You would have to live under a rock not to recognise the name Graham Norton from his popular UK talk show. When Holding was published several years ago, I thought “I don’t think so!” Well, more fool me for making such a rude assumption.
Holding is set in a small remote village in Ireland. It’s the sort of place where everyone knows everyone and their business. On the surface, all appears pretty boring and routine, until human remains are unearthed on an old farm.
With the discovery of these bones, memories are stirred and old hurts and grievances rekindled. Although this is a contemporary novel, there is a sense of time having slowed in the village of Duneen, with few concessions to the 21st century embraced.

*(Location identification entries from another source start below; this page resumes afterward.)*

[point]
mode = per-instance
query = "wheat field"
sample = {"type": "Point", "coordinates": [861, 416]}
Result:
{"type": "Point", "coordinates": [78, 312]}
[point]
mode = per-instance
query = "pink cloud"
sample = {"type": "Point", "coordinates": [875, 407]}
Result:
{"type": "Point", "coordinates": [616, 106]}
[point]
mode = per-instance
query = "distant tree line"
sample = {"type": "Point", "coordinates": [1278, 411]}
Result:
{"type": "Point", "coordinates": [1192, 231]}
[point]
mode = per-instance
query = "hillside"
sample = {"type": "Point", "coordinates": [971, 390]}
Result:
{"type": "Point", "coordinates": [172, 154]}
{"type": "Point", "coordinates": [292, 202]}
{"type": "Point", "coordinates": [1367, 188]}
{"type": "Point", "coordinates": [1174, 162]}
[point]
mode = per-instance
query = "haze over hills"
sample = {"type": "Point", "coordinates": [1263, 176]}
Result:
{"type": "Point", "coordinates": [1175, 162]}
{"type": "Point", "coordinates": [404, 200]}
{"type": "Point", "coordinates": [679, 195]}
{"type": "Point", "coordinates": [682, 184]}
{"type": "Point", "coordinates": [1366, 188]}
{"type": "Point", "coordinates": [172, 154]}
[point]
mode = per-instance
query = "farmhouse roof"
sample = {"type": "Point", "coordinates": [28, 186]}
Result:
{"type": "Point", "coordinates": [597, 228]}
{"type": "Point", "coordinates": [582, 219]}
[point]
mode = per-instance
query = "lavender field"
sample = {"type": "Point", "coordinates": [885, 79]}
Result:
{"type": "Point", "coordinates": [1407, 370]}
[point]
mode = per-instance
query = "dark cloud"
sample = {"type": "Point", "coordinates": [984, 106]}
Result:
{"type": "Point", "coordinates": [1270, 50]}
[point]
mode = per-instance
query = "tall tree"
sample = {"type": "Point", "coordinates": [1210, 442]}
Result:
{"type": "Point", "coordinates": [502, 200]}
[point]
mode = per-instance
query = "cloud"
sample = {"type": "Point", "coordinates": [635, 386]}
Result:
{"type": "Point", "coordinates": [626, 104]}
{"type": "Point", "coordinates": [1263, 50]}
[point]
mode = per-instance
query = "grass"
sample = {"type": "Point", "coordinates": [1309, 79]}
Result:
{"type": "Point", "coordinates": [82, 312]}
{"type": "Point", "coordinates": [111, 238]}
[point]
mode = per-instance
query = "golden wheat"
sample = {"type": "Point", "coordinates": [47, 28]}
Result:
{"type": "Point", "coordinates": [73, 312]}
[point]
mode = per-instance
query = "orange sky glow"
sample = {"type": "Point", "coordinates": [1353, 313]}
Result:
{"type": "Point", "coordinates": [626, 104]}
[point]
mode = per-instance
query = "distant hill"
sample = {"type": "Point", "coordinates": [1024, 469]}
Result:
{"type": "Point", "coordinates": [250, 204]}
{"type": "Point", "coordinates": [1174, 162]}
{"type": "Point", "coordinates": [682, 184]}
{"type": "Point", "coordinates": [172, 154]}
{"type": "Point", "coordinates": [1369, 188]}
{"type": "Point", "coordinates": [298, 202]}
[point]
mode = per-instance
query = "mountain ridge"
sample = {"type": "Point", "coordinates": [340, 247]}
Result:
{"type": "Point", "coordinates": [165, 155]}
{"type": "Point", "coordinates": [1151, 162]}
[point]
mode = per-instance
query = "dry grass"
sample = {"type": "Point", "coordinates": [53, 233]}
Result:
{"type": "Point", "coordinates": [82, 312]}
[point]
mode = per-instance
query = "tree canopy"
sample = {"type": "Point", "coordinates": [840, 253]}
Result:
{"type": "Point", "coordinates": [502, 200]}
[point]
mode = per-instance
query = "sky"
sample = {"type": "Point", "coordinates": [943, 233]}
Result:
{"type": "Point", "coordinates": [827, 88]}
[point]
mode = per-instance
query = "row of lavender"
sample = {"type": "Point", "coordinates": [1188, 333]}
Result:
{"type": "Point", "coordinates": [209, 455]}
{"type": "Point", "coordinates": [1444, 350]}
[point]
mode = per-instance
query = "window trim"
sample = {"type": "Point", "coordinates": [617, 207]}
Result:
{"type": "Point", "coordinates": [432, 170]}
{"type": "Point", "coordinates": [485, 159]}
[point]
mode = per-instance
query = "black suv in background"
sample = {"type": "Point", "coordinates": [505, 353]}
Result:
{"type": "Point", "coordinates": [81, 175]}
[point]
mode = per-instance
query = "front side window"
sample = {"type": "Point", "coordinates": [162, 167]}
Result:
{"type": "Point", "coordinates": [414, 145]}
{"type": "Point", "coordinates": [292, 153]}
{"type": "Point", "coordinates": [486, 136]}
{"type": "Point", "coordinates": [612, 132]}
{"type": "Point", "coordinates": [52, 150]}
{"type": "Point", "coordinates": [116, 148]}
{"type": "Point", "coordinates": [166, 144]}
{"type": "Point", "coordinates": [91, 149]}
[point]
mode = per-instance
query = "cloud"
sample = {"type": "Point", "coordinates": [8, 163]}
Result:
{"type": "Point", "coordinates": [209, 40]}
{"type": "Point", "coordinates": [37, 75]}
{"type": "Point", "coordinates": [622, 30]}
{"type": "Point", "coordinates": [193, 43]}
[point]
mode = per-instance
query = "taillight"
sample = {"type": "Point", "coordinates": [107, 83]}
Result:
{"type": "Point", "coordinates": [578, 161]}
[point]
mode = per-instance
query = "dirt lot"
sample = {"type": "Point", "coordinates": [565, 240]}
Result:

The town guard, Sergeant PJ Collins, is considered by many in the community as a bit of a joke. At 53 years of age he has never had a real relationship, lives alone at the police station and is so fat he struggles to fit behind his car steering wheel. There is little scope for police work in a tiny community like Duneen, until now.
Working with Detective Superintendent Linus Dunne, sent from Cork to lead the investigation, PJ discovers a renewed sense of purpose and starts to earn the respect of the community.
Norton skilfully reveals a community’s worth of secrets and regrets. His insights are often painfully honesty: “Some marriages combust, others die, and some just lie down like a wounded animal, defeated.”
This is a cleverly constructed murder mystery. But it’s more than that. Norton has successfully created a (small) world, populated by real people, not just characters, who struggle with the results of past indiscretions, but who also grow and are enabled to look to a future with hope.
I read Norton’s second novel, A Keeper, before Holding, which is also written with empathy and compassion. (They are separate stories, so it makes no difference what order you read them in.) I am waiting with keen anticipation for his next novel.